Doc’s note: Is it time to panic? That’s what investors are wondering right now.
Today, my good friend and colleague Steve Sjuggerud is here to explain why you shouldn’t worry… and what to look for when it’s really time to panic.
And if you want to know how to make the most of your money in the final stages of the bull market, click here.
You are not going to like what I’m going to ask you to do today…
My friend, you need to be prepared to experience five separate corrections in the final 12 months of the “Melt Up.”
Let me explain why…
Last month, our inbox filled with panicked e-mails…
In a little more than a week (from October 3 to October 11), the major stock indexes fell nearly 7%. The tech-heavy Nasdaq Composite Index fell even more – nearly 9%.
Investors were scared.
I get it. Moves like this don’t happen all the time.
Or do they?
Actually, they do – even in the final 12 months of a stock market Melt Up.
You don’t need to look any further than the last great Melt Up in stocks to see exactly what I mean…
A fall of 10% or more is the official definition of a stock market correction. And in the last 12 months of the dot-com boom, the Nasdaq fell by roughly 10% or more – five separate times.
The chart below shows what I’m talking about…
As you can see, these falls happened quickly – just like we saw last week.
They all happened in a month or less. But they were still painful – even deeper declines than the move we saw last week.
As I mentioned, some of you have heard this from me before. I’m sharing it again because it bears repeating today: Once investors get used to a one-way market, they forget that stocks go down as well as up.
If you were invested back in the late 1990s, all five of these moves would have made you question whether staying long stocks was the right choice.
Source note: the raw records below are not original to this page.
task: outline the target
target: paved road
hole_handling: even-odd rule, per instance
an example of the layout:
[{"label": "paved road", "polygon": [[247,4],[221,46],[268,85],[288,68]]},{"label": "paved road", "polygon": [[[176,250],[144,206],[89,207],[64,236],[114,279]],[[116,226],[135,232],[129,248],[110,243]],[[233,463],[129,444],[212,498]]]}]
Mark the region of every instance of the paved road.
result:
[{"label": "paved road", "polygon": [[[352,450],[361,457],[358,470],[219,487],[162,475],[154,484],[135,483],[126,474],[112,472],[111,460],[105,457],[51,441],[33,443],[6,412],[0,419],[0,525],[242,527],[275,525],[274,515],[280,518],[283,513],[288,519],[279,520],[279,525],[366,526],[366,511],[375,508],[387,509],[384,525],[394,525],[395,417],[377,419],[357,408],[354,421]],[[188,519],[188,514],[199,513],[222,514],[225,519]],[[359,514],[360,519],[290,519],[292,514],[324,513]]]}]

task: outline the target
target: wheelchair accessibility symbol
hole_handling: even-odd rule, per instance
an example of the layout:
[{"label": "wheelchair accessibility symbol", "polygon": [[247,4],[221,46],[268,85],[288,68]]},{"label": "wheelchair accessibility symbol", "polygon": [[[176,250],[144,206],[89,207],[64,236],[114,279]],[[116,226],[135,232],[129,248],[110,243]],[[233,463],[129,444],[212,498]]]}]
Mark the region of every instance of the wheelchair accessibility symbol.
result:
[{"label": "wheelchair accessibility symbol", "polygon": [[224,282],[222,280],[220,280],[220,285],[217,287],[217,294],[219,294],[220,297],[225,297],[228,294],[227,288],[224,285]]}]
But today, nobody remembers any of it.
The way most folks talk about the dot-com boom now, you’d think stocks did nothing but soar the entire time…
The Nasdaq more than doubled during the final 12 months of that boom. That’s the part everyone remembers.
So I don’t want you to get scared out of the market today… and miss out on potentially life-changing gains.
The reality is, corrections are normal. And if today’s Melt Up plays out anything like last time, we could see as many as five corrections worse than what we just went through before the good times are over.
So yes, it has been a terrible couple of days… And no, you don’t have to like it.
But a pullback in stocks does not signal the end of the Melt Up. I strongly believe the biggest gains are still to come.